Aufruf und Stellungnahme der Initiative für mehr Demokratie zum anstehenden Referendum über die Verfassungsreform
Der Vorstand der Initiative für mehr Demokratie ruft alle Bürgerinnen und Bürger dazu auf, am kommenden Sonntag/Montag die Möglichkeit der Volksabstimmung über die von der Regierung Berlusconi gewollte Verfassungsreform zu nutzen!
Mit der Teilnahme an der Abstimmung gilt es vor allem auch den unschätzbaren Wert dieser Form des Referendums zu bestätigen. Der Vorstand spricht sich zugleich ganz entschieden dafür aus, mit einem Nein gegen diese "Reform" zu stimmen.

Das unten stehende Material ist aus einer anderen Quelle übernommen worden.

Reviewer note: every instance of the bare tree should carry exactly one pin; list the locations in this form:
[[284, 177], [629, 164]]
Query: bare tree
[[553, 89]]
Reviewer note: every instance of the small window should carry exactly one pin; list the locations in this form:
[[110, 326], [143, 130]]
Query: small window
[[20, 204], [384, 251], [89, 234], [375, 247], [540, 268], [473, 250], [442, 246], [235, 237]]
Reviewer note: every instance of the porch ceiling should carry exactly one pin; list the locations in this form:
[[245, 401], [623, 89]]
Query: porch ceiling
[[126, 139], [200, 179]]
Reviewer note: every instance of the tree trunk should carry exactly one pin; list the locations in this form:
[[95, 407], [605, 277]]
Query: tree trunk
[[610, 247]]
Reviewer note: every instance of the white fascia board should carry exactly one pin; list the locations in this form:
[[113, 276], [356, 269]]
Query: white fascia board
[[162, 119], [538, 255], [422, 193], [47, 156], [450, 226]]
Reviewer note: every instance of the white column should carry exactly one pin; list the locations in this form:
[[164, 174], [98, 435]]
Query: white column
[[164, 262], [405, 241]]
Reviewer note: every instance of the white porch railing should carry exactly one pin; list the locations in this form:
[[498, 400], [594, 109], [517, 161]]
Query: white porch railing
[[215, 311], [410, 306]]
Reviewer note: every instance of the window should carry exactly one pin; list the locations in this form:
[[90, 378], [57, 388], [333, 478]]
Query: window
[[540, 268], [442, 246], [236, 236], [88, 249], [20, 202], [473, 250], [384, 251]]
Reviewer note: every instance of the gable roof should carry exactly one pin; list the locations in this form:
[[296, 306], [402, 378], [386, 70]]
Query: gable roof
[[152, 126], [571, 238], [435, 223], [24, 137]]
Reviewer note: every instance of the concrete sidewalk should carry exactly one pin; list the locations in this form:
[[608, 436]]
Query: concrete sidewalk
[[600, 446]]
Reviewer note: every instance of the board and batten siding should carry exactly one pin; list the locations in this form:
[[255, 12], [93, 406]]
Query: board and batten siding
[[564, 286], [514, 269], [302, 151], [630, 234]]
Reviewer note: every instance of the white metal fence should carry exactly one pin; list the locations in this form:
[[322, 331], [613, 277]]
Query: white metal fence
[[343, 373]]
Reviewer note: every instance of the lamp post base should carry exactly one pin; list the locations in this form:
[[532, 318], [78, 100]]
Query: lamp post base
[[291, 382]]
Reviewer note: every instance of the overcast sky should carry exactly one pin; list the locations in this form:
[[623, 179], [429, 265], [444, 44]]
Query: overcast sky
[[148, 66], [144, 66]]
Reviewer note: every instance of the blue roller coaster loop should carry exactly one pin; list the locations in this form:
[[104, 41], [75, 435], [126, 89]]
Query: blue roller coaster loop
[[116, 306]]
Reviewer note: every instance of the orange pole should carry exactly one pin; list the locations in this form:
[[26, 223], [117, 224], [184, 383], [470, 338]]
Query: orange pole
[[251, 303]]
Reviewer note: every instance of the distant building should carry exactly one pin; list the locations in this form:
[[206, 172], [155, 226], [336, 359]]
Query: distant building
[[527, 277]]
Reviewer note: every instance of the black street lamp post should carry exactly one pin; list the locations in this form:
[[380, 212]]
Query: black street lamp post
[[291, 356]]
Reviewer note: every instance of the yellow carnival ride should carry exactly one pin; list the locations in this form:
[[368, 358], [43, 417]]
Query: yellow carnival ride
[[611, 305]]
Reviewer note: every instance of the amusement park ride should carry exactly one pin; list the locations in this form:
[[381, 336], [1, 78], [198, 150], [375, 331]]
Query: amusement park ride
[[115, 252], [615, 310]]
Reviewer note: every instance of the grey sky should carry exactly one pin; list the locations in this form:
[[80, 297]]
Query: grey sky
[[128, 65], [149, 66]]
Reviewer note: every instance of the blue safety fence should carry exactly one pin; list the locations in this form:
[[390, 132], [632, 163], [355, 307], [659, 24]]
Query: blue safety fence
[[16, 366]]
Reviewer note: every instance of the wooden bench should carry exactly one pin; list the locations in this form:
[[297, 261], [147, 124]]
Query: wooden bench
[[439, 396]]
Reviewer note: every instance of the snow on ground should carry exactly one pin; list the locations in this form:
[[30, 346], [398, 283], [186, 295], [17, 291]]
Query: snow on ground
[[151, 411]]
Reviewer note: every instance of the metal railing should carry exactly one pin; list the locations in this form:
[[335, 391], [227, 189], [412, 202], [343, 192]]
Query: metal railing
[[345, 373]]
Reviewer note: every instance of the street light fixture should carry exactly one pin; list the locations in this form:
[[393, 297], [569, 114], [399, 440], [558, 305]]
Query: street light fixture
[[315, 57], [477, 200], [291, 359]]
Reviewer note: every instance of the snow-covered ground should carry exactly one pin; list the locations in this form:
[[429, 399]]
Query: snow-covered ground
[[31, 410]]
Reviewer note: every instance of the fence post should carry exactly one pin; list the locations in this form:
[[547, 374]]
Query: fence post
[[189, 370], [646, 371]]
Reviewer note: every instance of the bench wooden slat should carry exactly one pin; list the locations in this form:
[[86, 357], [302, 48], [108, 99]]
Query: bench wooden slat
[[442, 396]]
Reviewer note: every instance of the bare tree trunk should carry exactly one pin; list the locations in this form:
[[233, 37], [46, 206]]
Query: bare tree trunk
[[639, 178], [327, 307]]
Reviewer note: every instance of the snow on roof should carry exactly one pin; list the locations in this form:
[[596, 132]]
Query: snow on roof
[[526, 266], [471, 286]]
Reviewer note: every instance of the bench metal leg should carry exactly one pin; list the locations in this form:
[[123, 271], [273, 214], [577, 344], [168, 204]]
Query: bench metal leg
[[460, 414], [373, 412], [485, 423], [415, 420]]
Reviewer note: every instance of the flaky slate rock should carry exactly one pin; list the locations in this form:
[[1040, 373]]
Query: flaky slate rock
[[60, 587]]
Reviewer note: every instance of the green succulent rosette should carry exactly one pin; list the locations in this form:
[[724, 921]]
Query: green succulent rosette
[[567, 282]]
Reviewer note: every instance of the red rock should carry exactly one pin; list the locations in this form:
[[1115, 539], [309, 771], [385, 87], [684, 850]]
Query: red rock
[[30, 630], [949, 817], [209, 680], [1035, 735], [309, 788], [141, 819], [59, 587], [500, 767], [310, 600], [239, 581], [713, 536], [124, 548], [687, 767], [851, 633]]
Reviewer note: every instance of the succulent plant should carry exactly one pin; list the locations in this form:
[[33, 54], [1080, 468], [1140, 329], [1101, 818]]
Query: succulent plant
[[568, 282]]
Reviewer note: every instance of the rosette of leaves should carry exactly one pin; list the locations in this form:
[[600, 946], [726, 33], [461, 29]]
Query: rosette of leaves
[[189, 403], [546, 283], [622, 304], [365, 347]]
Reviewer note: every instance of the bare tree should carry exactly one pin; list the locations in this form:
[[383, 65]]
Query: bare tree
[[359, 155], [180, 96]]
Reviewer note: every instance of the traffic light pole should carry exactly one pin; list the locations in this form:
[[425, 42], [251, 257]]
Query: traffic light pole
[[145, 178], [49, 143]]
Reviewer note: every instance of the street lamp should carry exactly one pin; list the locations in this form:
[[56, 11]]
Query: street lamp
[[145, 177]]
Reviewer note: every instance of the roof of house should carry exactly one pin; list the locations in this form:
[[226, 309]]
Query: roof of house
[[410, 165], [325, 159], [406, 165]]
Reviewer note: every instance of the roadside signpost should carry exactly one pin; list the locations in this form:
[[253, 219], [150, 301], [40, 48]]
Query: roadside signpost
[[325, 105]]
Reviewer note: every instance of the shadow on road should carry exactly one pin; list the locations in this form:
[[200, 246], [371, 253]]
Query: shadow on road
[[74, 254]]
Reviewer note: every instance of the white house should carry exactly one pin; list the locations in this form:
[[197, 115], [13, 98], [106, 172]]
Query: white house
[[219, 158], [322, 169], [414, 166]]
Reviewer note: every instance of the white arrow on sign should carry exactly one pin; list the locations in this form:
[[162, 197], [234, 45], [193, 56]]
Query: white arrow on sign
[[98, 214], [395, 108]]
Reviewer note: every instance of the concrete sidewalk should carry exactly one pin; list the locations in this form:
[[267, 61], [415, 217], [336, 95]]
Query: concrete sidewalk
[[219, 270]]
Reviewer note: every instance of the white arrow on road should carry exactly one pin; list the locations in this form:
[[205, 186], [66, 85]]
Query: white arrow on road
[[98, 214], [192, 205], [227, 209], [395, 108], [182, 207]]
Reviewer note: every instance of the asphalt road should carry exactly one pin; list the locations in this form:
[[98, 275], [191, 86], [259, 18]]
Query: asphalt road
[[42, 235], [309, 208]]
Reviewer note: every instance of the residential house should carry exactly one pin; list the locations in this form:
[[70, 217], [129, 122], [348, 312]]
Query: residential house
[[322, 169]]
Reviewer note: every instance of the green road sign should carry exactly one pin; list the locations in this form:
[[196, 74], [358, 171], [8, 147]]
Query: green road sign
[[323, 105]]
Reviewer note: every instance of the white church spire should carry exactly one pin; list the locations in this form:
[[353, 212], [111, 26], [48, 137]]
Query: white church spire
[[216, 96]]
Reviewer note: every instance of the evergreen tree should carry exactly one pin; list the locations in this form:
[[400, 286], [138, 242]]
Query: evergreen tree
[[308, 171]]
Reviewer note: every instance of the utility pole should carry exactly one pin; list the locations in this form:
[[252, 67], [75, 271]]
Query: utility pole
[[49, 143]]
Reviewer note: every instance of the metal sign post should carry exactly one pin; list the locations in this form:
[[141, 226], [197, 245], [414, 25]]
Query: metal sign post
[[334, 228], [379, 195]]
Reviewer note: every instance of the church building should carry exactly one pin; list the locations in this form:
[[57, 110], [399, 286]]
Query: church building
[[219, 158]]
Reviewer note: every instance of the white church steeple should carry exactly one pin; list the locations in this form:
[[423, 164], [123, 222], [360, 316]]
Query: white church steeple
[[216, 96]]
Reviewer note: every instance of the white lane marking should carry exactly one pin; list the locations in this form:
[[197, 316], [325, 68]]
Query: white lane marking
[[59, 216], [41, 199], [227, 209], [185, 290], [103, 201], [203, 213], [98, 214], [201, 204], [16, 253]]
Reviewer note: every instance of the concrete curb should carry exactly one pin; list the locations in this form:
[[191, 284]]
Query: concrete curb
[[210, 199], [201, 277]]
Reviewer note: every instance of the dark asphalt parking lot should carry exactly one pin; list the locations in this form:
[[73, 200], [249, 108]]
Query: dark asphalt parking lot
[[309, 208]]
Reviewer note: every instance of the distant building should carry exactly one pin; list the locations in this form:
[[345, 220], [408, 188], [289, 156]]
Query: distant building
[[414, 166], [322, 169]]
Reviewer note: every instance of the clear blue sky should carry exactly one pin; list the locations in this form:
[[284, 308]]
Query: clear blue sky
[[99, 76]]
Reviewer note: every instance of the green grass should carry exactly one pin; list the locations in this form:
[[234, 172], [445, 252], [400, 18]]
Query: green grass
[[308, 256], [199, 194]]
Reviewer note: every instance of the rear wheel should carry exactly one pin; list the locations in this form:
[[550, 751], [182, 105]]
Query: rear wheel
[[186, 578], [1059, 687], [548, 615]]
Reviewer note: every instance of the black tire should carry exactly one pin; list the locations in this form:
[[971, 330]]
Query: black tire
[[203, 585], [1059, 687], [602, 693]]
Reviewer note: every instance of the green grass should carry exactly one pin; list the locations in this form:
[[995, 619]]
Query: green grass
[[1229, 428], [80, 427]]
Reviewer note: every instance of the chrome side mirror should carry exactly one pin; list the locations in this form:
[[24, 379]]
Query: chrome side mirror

Allein schon die Art und Weise, wie sie zustande gekommen ist, verlangt eine strikte Ablehnung. Eine Verfassung, die 60 Jahre lang die Grundlage des italienischen Staatswesens war, das für Südtirol immerhin eine weltweit exemplarische Autonomie möglich gemacht hat, kann und darf nicht in einem solchen Ausmaß, kurzerhand und einseitig, von einer Regierungsmehrheit grundlegend geändert werden, ohne eine umfassende Information und ohne ausreichend Zeit für einen Meinungsbildungsprozess in der gesamten italienischen Bevölkerung.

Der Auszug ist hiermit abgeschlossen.